The ACCC has obtained consent orders requiring Australian Power & Gas Company Limited (APG) to pay a penalty of $1.1 million in relation to illegal door-to-door sales practices.

Earlier this year, we reported that the ACCC had commenced proceedings against APG, alleging that sales representatives had made false or misleading representations and engaged in unconscionable conduct while marketing retail electricity and gas.

As part of the consent orders made to conclude the proceedings, the Federal Court declared that APG (through its contracted representatives) had:

  • engaged in unconscionable conduct during a sale involving a customer with very limited English skills;
  • made false or misleading representations by suggesting that it had approval from, or was affiliated with, the consumer’s existing energy supplier or the government; and
  • made false or misleading representations by indicating that the consumer could receive a discount when APG did not in fact offer the relevant discount.
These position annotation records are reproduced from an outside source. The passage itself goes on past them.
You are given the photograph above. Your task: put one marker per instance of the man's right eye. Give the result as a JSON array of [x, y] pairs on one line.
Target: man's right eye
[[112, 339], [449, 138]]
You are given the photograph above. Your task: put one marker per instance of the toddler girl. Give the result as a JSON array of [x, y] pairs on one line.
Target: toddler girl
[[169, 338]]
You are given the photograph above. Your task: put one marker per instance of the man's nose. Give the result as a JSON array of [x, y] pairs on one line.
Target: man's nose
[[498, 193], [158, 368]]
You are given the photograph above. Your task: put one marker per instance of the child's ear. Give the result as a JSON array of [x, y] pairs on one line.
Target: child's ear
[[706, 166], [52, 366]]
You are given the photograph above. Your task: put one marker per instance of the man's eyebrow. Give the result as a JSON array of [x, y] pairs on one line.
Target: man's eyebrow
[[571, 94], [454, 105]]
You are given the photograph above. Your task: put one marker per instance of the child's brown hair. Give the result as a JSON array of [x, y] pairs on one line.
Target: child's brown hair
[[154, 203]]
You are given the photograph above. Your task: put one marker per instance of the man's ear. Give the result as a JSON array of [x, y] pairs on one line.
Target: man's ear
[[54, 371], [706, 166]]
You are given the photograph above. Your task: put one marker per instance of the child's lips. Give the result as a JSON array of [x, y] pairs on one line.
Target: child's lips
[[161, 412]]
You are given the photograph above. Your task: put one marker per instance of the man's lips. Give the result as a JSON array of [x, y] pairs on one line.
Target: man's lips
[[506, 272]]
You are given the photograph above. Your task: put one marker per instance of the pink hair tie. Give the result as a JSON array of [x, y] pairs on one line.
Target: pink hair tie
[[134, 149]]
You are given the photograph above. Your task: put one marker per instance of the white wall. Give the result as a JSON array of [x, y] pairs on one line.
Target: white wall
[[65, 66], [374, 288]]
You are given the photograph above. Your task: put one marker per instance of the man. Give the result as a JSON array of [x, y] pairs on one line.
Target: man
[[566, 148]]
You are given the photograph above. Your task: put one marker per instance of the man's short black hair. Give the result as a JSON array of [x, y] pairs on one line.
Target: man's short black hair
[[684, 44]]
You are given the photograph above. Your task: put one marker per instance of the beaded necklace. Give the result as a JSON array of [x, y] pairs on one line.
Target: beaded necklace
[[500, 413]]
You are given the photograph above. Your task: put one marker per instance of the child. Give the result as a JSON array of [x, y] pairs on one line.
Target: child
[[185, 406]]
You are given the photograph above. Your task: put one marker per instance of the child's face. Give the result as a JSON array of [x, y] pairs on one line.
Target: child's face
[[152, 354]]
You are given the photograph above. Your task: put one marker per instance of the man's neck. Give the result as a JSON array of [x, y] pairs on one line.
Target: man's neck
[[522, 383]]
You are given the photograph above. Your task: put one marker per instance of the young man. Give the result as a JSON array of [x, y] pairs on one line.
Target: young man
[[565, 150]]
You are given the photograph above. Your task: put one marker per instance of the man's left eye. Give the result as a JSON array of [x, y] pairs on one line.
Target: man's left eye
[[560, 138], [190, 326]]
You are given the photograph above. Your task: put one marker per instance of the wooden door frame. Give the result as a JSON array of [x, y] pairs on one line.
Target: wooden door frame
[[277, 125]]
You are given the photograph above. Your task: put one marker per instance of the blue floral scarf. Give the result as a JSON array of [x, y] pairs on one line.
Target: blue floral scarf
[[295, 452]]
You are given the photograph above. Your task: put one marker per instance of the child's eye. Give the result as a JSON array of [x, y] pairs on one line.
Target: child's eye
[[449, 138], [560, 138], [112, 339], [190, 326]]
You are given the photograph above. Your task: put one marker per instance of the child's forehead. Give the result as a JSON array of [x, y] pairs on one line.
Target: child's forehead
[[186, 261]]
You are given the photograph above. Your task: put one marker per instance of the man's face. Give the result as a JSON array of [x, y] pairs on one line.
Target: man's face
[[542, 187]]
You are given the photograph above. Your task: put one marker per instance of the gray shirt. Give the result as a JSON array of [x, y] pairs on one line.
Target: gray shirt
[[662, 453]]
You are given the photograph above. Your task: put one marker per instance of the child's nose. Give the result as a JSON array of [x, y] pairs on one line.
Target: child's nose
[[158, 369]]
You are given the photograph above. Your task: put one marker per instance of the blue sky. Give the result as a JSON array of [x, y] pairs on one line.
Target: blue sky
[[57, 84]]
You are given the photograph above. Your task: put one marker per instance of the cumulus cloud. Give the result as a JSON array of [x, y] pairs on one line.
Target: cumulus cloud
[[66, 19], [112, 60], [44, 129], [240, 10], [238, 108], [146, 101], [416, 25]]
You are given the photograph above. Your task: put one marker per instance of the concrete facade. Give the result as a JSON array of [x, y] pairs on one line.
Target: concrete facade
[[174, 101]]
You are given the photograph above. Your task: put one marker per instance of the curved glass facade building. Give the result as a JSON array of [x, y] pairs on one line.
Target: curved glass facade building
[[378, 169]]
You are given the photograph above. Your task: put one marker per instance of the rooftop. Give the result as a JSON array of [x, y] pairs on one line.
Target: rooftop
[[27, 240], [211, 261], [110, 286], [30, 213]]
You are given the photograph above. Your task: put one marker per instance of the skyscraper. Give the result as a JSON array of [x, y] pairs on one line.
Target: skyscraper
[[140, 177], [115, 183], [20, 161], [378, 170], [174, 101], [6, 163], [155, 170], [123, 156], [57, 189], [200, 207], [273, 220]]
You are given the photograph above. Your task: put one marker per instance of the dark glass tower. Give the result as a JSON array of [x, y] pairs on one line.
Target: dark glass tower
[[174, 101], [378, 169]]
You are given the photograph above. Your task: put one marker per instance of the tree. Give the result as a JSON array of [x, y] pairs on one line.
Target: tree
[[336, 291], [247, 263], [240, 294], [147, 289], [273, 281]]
The Court also declared that APG had breached the Unsolicited Consumer Agreement provisions of the Australian Consumer Law, including those requiring sales representatives to disclose their purpose and identity and advise consumers of their obligation to leave the premises on request.

The penalties against APG follow a series of other enforcement actions brought by the ACCC in the retail energy sector over questionable door-to-door sales practices.  In September 2012, the Commission obtained consent penalties totalling $1 million from Neighbourhood Energy and its former marketing company Australian Green Credits Pty Ltd.  As we previously reported, in May this year entities associated with APG’s parent company AGL were ordered by consent to pay penalties of $1.55 million over false and misleading statements and breaches of the Unsolicited Consumer Agreement provisions.

Proceedings against other retail energy companies are ongoing.